Человечество веками преклонялось перед богоподобными людьми, которые не питали злобы к своим врагам. Я люблю стоять в национальном Джасперовском парке в Канаде, глядя на самые красивые горные вершины Запада – горный хребет, названный в честь Эдит Кейвелл, английской сиделки, которая как святая приняла смерть от расстрелявших ее немецких солдат 12 октября 1915 года. В чем же было ее преступление? В своем доме в Бельгии она кормила и выхаживала раненых французских и английских солдат, помогая им затем бежать в Голландию. Когда тем октябрьским утром английский священник вошел в ее камеру в военной тюрьме в Брюсселе, чтобы подготовить к смерти, Эдит Кейвелл произнесла две фразы, которые на века остались запечатленными в бронзе и граните: «Я понимаю, что одного патриотизма мало. У меня не должно быть ни к кому ненависти и обиды». Через четыре года ее тело было отправлено в Англию, где в Вестминстерском аббатстве ей были отданы последние почести. Однажды мне пришлось провести в Лондоне год. Я часто приходил к памятнику Эдит Кейвелл, что возле Национальной портретной галереи, читая ее бессмертные слова, отлитые в бронзе: «Я понимаю, что одного патриотизма мало. У меня не должно быть ни к кому ненависти и обиды».
Верный способ простить и забыть своих врагов – перестать заниматься только собой. Тогда встречающиеся на жизненном пути обиды и враги не будут трогать нас, так как нас не будет беспокоить ничто, кроме нашего возвышенного дела. В качестве примера расскажу об одном драматическом событии, произошедшем в сосновом лесу штата Миссисипи в 1918 году. Суд линча! Должны были линчевать черного учителя и проповедника Лоуренса Джонса. Несколько лет назад я выступал перед ученическим советом школы Пейн-Вудс, которую основал Лоуренс Джонс. Сегодня эта школа известна по всей стране, но событие, о котором я веду речь, произошло задолго до этого. Оно случилось в тяжкие дни начала Первой мировой войны. По центральной части штата Миссисипи поползли слухи, что немцы поднимают черное население на восстание. Лоуренс Джонс, как я уже сказал, был черным, и его обвинили в помощи в организации восстания. Группа белых, стоявших недалеко от церкви, случайно услышала, как Лоуренс Джонс, обращаясь к своей пастве, сказал: «Жизнь – это битва, в которой каждый черный должен вооружиться, чтобы биться за свое выживание и успех».

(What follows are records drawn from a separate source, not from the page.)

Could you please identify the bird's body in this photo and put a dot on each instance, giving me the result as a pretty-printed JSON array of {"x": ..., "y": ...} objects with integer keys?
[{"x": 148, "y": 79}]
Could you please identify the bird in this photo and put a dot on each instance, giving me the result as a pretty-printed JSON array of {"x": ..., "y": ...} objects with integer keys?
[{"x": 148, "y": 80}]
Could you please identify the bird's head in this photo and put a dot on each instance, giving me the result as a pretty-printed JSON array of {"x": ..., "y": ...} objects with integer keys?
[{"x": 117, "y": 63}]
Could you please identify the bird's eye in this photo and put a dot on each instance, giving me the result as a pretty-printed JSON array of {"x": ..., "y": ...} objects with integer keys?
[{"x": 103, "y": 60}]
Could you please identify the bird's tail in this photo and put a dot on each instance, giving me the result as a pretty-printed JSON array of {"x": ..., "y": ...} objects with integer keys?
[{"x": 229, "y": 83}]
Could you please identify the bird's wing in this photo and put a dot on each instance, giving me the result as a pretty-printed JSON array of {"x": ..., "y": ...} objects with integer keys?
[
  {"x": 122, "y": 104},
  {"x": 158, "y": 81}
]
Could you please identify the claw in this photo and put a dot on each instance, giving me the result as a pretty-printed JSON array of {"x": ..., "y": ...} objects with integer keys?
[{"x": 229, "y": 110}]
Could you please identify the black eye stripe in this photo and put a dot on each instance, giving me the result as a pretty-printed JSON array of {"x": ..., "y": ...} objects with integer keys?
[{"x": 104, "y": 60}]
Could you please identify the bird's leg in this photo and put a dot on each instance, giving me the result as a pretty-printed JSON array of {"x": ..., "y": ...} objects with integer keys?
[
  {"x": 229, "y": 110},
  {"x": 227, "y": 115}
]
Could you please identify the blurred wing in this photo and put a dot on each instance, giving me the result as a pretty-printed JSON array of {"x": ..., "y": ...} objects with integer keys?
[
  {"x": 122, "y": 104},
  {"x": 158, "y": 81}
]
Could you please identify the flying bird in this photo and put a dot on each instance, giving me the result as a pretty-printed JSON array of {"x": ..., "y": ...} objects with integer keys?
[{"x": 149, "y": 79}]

«Битва!» «Вооружиться!» Довольно! Ночью эти возбужденные молодые люди собрали толпу, связали проповедника, целую милю волокли его по пыльной дороге, затем, взгромоздив на кучу хвороста, зажгли спички и уже готовы были повесить над горящим костром, когда кто-то вдруг крикнул: «Прежде чем сгореть, пусть произнесет одну из своих пустых речей! Говори! Говори!» И Лоуренс Джонс, стоя на груде хвороста с веревкой на шее, говорил, чтобы спасти свою жизнь и свое дело. В 1907 году он закончил университет Айовы. Из-за честности, прилежания и музыкальных способностей его любили как сокурсники, так и профессора. Закончив университет, он отказался от предложения менеджера одного отеля взять его партнером в свое дело, а также от предложения богатого мецената, пожелавшего спонсировать его музыкальное образование. Почему? Потому что на него снизошло озарение. Его так вдохновила биография Букера Т. Вашингтона, что он решил посвятить свою жизнь просвещению и обучению бедных и безграмотных представителей своей расы. Поэтому он отправился в самый Богом забытый уголок Юга Америки – глухое местечко в 25 милях от Джексона в штате Миссисипи. Заложив свои часы за доллар и шестьдесят пять центов, он основал школу прямо под открытым небом, где партами служили пни и бревна. Лоуренс Джонс рассказал разъяренной толпе, желавшей его линчевать, что ему действительно пришлось сражаться за то, чтобы обучить тех неграмотных детей быть хорошими фермерами, механиками, поварихами и домработницами. Он рассказал также о тех белых людях, которые помогали ему бороться за открытие школы Пайн-Вудс. Эти люди дали ему землю, бревна, свиней, коров и деньги, чтобы помочь в его нужном деле.
Когда позже Лоуренса Джонса спросили, испытывал ли он ненависть к людям, тащившим его тогда связанным по дороге и собиравшимся сжечь на костре, он ответил, что был слишком поглощен мыслями о своем деле, чтобы ненавидеть. Он был слишком занят возвышенным делом. «У меня не было времени ни ругаться, – сказал он, – ни сожалеть о чем бы то ни было, и ни один человек на земле не заставит меня пасть так низко, чтобы ненавидеть его».